Scotland captain Rachel Malcolm has warned that the squad has a lot to iron out before they begin their WXV2 campaign late next week, despite a commanding 36-5 win over Spain at Edinburgh’s Hive Stadium in Saturday night’s friendly. Hosts South Africa are the first opponents for Malcolm’s team in the new global tournament, and the back-row forward expects a demanding challenge. 

“I think we’re in a really good place, but we’ve got a lot of work to do before we play South Africa,” she said. “We know how tough an opposition they are: I thought they were outstanding at the World Cup. 

“They’re probably one of the most physical teams we’ll come up against. We’ll need to front up better than we did on Saturday night, particularly in that first half. We’ve got work to do, and with the quality and character in this squad I’ve got absolutely no doubt that we’ll put that work in to be where we need to be.”

Scotland had to put in a sizeable amount of work before getting the better of opponents who took the lead and looked the stronger team in the first quarter. But unconverted tries from Sarah Bonar, Rhona Lloyd and Meryl Smith gave the home team a 15-5 lead at the break, and the Scots’ superior fitness was steadily more apparent in a second half which saw further touchdowns from Francesca McGhie, Emma Orr and Elis [correct Elis] Martin, all converted by Helen Nelson.
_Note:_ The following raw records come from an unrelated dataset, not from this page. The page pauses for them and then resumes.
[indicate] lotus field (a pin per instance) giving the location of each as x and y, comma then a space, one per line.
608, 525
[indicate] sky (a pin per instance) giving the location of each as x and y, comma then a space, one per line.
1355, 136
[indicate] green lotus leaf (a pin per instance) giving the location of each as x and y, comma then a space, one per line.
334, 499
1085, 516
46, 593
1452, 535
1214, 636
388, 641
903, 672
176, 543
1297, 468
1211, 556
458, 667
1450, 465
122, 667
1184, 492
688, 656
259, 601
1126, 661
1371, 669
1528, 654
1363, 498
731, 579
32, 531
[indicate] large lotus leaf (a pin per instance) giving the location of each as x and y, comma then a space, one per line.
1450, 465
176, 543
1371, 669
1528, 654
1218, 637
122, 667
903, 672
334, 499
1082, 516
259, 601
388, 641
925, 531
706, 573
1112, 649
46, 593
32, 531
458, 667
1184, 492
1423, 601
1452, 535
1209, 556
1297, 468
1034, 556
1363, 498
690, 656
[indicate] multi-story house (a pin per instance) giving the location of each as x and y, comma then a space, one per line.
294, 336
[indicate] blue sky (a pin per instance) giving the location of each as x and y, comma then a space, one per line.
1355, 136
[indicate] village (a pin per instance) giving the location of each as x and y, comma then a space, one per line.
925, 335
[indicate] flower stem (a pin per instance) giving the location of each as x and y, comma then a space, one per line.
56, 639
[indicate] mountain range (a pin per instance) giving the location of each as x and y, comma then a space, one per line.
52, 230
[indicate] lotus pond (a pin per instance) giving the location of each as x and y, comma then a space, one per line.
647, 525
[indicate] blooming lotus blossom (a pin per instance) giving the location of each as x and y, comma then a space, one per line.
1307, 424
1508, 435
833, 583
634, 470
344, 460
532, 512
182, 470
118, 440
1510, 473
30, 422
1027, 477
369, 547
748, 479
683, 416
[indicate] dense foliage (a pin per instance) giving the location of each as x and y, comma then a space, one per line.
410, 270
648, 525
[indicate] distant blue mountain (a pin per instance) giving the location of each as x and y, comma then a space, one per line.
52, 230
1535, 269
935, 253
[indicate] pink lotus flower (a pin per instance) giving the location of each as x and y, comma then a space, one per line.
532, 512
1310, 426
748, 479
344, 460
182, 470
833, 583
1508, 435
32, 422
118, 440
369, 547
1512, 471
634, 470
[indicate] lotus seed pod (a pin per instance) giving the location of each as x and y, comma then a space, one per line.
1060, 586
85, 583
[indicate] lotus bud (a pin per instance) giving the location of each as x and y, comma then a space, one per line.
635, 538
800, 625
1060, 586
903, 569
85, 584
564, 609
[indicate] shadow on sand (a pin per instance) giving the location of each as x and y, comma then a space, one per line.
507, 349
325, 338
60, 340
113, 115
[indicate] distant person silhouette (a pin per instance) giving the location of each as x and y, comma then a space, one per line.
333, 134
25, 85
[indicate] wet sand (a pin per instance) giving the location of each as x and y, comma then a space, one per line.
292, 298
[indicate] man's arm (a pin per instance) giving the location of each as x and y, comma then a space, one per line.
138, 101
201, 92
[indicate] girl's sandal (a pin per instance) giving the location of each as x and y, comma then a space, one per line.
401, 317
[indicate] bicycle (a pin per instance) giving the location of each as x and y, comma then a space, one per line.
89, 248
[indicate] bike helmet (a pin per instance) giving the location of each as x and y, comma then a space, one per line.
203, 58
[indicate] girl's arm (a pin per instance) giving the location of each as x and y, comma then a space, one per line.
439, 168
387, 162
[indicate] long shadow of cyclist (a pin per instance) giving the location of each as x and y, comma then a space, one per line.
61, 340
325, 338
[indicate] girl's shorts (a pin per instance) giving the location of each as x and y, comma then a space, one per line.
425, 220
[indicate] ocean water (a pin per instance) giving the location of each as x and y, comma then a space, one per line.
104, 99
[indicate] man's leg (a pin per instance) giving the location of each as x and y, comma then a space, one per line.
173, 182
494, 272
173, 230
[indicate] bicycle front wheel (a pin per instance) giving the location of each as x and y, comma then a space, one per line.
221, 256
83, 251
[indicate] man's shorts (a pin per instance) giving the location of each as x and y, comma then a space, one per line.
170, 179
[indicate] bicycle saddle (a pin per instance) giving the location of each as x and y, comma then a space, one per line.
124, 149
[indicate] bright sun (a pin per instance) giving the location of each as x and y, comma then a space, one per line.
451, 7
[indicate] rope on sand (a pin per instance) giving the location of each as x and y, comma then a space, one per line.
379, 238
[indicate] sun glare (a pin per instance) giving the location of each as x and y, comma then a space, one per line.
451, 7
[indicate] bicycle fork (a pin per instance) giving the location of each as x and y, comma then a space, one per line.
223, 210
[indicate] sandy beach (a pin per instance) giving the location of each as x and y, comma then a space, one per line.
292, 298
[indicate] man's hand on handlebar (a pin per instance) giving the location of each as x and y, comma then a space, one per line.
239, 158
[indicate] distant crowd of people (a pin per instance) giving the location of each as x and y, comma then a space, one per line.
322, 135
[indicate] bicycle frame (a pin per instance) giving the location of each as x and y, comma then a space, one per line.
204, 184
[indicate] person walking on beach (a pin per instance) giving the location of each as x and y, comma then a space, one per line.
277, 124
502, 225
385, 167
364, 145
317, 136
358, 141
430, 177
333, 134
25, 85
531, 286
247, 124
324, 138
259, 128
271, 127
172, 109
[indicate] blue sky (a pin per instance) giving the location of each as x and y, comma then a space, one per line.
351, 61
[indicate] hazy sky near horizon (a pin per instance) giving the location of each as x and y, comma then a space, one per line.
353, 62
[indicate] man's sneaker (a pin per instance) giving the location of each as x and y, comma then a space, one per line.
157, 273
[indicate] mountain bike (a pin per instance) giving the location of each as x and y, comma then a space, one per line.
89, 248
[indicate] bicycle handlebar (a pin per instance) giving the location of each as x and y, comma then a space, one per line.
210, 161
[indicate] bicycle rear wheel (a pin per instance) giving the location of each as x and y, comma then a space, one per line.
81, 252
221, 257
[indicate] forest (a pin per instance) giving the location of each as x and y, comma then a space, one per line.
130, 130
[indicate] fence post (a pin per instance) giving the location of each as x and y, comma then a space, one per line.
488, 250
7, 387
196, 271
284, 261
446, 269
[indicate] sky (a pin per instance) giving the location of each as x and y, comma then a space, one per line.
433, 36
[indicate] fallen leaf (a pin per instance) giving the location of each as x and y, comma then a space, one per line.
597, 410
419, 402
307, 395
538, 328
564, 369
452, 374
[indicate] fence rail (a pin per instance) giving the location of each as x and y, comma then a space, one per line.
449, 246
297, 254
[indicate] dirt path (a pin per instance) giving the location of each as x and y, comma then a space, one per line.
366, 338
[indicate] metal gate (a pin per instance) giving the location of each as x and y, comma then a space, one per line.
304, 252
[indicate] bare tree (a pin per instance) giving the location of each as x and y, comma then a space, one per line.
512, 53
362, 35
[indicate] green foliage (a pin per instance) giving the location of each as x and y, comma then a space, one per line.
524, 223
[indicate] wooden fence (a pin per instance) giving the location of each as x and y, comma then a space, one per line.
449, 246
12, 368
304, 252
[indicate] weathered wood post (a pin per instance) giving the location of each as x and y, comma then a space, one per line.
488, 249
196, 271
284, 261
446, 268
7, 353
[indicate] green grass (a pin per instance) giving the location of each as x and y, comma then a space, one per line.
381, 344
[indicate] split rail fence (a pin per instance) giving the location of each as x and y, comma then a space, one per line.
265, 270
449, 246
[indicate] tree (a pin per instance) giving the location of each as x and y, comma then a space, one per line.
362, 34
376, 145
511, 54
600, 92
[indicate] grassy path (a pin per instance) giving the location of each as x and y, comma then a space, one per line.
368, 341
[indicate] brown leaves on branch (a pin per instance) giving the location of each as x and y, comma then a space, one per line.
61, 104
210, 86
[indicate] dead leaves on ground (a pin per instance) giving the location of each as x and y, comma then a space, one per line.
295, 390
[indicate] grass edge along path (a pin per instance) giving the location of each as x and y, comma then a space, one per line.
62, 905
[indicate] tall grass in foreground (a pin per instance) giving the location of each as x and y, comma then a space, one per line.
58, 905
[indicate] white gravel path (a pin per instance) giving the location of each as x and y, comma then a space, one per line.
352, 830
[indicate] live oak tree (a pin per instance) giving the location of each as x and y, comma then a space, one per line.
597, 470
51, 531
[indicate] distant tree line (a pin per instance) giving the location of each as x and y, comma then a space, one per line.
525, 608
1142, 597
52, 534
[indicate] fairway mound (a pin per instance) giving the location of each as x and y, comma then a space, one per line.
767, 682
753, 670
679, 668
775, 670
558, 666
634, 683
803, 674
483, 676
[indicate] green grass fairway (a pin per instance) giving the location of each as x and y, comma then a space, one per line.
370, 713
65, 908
“We said before the game that it was probably going to take a little while to get into it,” Malcolm added. “We hadn’t played together as this squad for a really long time and we just needed to be patient and stick to everything we’ve been doing over the last six weeks. We’ve had a really good pre-season, but everyone has a good pre-season and it’s about how you then apply yourselves.

“That’s exactly how the game went. In the first half the conditions weren’t great and we probably didn’t adapt. At half-time we said let’s just give ourselves a little more space to come on to that ball, and as a result we wore them down.

“It did take us a while to get into it, but I think in that second half you saw [the effect of] the hard work we’d put in in the first half in terms of wearing them down. Then the spaces started to open up.”